Who would have guessed that the boring of cannons would be a precursor to modern weapons research?
Then there is the peaceful side to this as well:
At its origins, thermodynamics was the study of engines. A precursor of the engine was designed by the German scientist Otto von Guericke who, in 1650, designed and built the world's first vacuum pump and created the world's first ever vacuum known as the Magdeburg hemispheres. He was driven to make a vacuum in order to disprove Aristotle's long-held supposition that 'Nature abhors a vacuum'.

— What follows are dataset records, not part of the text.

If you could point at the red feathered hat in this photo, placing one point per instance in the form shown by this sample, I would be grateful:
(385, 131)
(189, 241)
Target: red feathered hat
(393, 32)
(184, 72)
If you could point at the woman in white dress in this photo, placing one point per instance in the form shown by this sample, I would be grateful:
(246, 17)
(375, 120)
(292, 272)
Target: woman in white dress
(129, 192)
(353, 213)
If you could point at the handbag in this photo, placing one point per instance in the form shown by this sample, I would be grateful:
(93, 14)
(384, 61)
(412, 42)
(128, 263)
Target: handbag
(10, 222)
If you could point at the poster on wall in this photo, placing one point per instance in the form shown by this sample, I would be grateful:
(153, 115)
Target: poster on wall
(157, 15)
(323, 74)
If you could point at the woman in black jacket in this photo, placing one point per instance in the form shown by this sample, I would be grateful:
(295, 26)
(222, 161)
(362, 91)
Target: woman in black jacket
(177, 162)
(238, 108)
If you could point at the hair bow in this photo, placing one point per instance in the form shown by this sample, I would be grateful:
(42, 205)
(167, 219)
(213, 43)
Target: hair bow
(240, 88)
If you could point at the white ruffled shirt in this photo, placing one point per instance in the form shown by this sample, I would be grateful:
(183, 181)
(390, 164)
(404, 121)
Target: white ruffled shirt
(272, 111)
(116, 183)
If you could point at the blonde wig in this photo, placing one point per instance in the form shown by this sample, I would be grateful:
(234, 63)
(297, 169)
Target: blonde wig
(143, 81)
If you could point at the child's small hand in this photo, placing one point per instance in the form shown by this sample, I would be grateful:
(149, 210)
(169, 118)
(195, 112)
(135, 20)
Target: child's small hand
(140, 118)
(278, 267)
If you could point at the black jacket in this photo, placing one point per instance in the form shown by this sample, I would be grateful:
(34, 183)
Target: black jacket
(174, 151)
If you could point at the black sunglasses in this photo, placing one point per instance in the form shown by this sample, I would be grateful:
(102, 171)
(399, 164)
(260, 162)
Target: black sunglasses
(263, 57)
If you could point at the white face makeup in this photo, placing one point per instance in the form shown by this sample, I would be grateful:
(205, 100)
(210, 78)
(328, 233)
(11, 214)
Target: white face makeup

Shortly thereafter, Irish physicist and chemist Robert Boyle had learned of Guericke's designs and in 1656, in coordination with English scientist Robert Hooke, built an air pump. Using this pump, Boyle and Hooke noticed the pressure-volume correlation: P.V=constant. In that time, air was assumed to be a system of motionless particles, and not interpreted as a system of moving molecules. The concept of thermal motion came two centuries later. Therefore Boyle's publication in 1660 speaks about a mechanical concept: the air spring. Later, after the invention of the thermometer, the property temperature could be quantified. This tool gave Gay-Lussac the opportunity to derive his law, which led shortly later to the ideal gas law. But, already before the establishment of the ideal gas law, an associate of Boyle's named Denis Papin built in 1679 a bone digester, which is a closed vessel with a tightly fitting lid that confines steam until a high pressure is generated.
Later designs implemented a steam release valve to keep the machine from exploding. By watching the valve rhythmically move up and down, Papin conceived of the idea of a piston and cylinder engine. He did not however follow through with his design. Nevertheless, in 1697, based on Papin’s designs, engineer Thomas Savery built the first engine. Although these early engines were crude and inefficient, they attracted the attention of the leading scientists of the time. One such scientist was Sadi Carnot, the “father of thermodynamics”, who in 1824 published “Reflections on the Motive Power of Fire”, a discourse on heat, power, and engine efficiency. This marks the start of thermodynamics as a modern science.
There are many other examples, but they all follow a common theme. If someone can make money on the results the field will be supported. Especially if that someone is a member of the defense industries or a drug company. I say it that way because if you notice there has been a distinct change in America's way of playing this out. We have let a lot of industry disappear from our shores. We have let a lot of jobs disappear from our shores. We have become immersed in "technological sprawl" as technology provides a new form of magic in our culture. We hold on to some of the manufacturing here and this gives the illusion that we are still in the game.
The hitch is that we have this illusion that we are somehow still in control. My thesis is that we never were. Those aspects of science and technology that feed the economic system become favored. We spend on other things, especially if we think there is a chance they will lead to new weapons or things to be sold for profit. Since no one has a crystal ball sometimes things like particle physics seems like a good gamble. When you are on a losing streak your gambling habits have to change. Weinberg is too much of a scientist to allow thoughts like this to enter his head. Where did I go astray?